Laus attacca Chiamparino su Facebook, il presidente mette in dubbio la ricandidatura

Disputa in corso tra il neo senatore Mauro Laus e il presidente della Regione Piemonte Sergio Chiamparino su chi dovrà sostituire il primo alla carica di presidente del Consiglio regionale

Mauro Laus e Sergio Chiamparino (© ANSA)

TORINO - Da qualche giorno Mauro Laus è stato eletto senatore nelle fila del Pd. Lascerà quindi il suo ruolo di presidente del Consiglio Regionale del Piemonte, un incarico di gran prestigio su cui si stanno facendo parecchi nomi su chi verrà assegnato. In tutto questo c’è una sorta di disputa tra Laus e Sergio Chiamparino, il presidente della Regione che nei giorni scorsi aveva sondato la disponibilità del medico Mauro Salizzoni a ricoprire la carica vacante, a cui Laus aveva detto «non è lui che deve dare le carte». Ora però c’è di più. Il neo senatore ha pubblicato il proprio pensiero su Facebook rivolgendosi in primis a Chiamparino. «La lettura dei giornali di oggi mi lascia sconcertato per gli insulti personali che mi consegna il Presidente Chiamparino come risposta ad alcune mie considerazioni politiche, riflessioni che non avevo socializzato nemmeno con i miei più stretti collaboratori», scrive Laus, «Quando ho iniziato a fare politica mi è stato spiegato che le questioni politiche anche quelle più aspre non possono e non devono scadere in litigi personali o peggio in insulti. A lui ho detto e confermo che se il Partito Democratico ha perso le elezioni la colpa è di tutti compreso la mia, anche se nel mio collegio ho vinto. Mi aspetto caro Presidente prima della seduta del consiglio regionale di martedì un incontro da te convocato con il gruppo e la giunta per chiarire quanto hai esternato agli organi di stampa».

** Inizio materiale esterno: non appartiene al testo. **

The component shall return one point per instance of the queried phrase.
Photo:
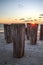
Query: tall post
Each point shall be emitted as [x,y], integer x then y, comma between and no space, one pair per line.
[41,32]
[7,33]
[33,33]
[18,40]
[28,30]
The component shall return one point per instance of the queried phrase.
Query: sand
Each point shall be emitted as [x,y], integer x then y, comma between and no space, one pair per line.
[33,53]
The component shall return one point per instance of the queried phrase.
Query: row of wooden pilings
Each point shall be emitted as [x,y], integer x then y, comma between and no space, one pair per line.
[16,33]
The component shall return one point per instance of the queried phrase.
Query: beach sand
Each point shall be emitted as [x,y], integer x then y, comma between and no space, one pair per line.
[33,53]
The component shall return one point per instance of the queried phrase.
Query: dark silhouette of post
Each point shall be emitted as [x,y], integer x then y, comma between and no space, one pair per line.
[7,33]
[28,30]
[41,32]
[18,40]
[33,33]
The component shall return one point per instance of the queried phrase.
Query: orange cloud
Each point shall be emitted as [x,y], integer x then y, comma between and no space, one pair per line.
[16,21]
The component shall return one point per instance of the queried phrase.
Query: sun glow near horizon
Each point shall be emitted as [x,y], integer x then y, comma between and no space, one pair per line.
[22,20]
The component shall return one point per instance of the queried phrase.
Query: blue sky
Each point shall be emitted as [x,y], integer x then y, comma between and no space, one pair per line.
[20,8]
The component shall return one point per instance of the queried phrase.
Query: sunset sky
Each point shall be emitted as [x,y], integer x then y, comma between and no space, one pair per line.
[20,9]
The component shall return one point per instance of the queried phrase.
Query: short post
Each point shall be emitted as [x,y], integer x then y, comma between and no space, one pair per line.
[41,32]
[7,33]
[28,30]
[18,40]
[33,33]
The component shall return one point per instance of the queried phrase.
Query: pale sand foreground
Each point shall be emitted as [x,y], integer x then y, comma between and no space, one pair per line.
[33,53]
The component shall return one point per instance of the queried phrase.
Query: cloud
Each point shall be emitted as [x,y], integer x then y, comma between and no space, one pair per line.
[22,19]
[20,5]
[41,14]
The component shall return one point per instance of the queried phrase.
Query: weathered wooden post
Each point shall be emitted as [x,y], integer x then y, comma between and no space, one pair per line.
[33,33]
[28,30]
[41,32]
[7,33]
[18,40]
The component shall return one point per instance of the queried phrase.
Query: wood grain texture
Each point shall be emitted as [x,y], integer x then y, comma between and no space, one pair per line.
[18,40]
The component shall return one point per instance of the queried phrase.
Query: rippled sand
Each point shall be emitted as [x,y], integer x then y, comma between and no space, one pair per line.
[33,53]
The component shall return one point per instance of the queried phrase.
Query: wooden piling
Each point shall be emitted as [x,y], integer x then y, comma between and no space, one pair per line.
[18,40]
[33,33]
[7,33]
[41,32]
[28,30]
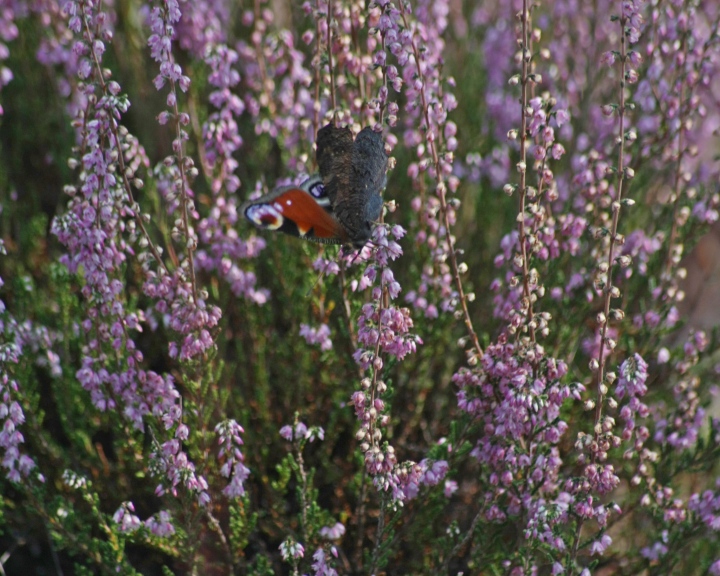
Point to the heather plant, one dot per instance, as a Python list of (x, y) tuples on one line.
[(504, 380)]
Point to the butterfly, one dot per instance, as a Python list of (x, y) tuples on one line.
[(339, 205)]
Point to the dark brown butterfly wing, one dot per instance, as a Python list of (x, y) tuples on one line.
[(358, 203), (334, 157), (303, 211)]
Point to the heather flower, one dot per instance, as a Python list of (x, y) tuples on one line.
[(160, 524), (125, 518), (333, 532), (290, 549)]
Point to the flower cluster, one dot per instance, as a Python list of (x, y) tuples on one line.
[(233, 468)]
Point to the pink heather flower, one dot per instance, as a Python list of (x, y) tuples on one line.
[(286, 433), (160, 524), (450, 488), (124, 516), (332, 532), (320, 566), (290, 549), (599, 546), (633, 375)]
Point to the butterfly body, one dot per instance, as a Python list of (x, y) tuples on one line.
[(340, 205)]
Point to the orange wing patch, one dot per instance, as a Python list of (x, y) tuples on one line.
[(309, 217)]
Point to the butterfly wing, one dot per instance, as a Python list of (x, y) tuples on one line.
[(303, 211), (334, 157), (359, 204)]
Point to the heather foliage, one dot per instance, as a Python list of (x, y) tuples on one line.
[(503, 381)]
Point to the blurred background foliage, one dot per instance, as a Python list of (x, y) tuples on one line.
[(263, 372)]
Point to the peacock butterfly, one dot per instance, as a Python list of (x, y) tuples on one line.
[(340, 205)]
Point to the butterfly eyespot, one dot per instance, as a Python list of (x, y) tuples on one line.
[(317, 190), (264, 216)]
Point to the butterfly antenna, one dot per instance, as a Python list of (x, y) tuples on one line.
[(317, 281)]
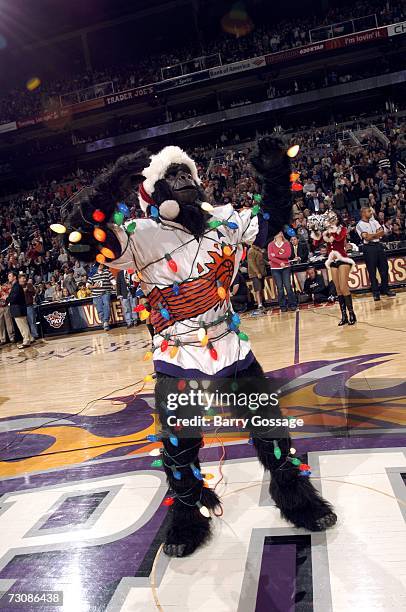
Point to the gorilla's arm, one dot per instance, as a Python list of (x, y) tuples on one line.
[(273, 167), (118, 184)]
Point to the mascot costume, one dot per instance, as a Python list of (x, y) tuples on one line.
[(328, 229), (186, 254)]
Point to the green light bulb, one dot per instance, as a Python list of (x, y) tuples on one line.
[(118, 217)]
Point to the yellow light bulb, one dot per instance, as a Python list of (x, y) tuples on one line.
[(293, 151), (75, 237), (173, 351), (204, 511), (206, 206), (58, 228), (221, 293), (201, 333)]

LA RISPOSTA DI CHIAMPARINO - Il presidente della Regione non l’ha presa benissimo. Anzi, ha chiesto che la maggioranza dei consiglieri regionali del Pd e i vertici piemontesi del partito (attualmente senza segretario dopo le dimissioni di Davide Gariglio) si pronunci. Se stanno dalla parte di Laus, Chiamparino è pronto a fare un passo indietro. «Vista la critica radicale all’attività della Giunta, e anche a me personalmente, se il pensiero di Laus riflette quello della maggioranza del Partito Democratico, in tutte le sue varie componenti e articolazioni, non vedo più le condizioni per continuare a collaborare con questo gruppo dirigente del partito torinese e piemontese». E sulle prossime elezioni regionali ha invece già le idee chiare e ha detto che se anche per un residuo spirito di politica avesse potuto pensare di ricandidarsi alla guida della Regione, l’uscita di Laus rappresenta un deterrente potentissimo. Ora si attende il prossimo capitolo.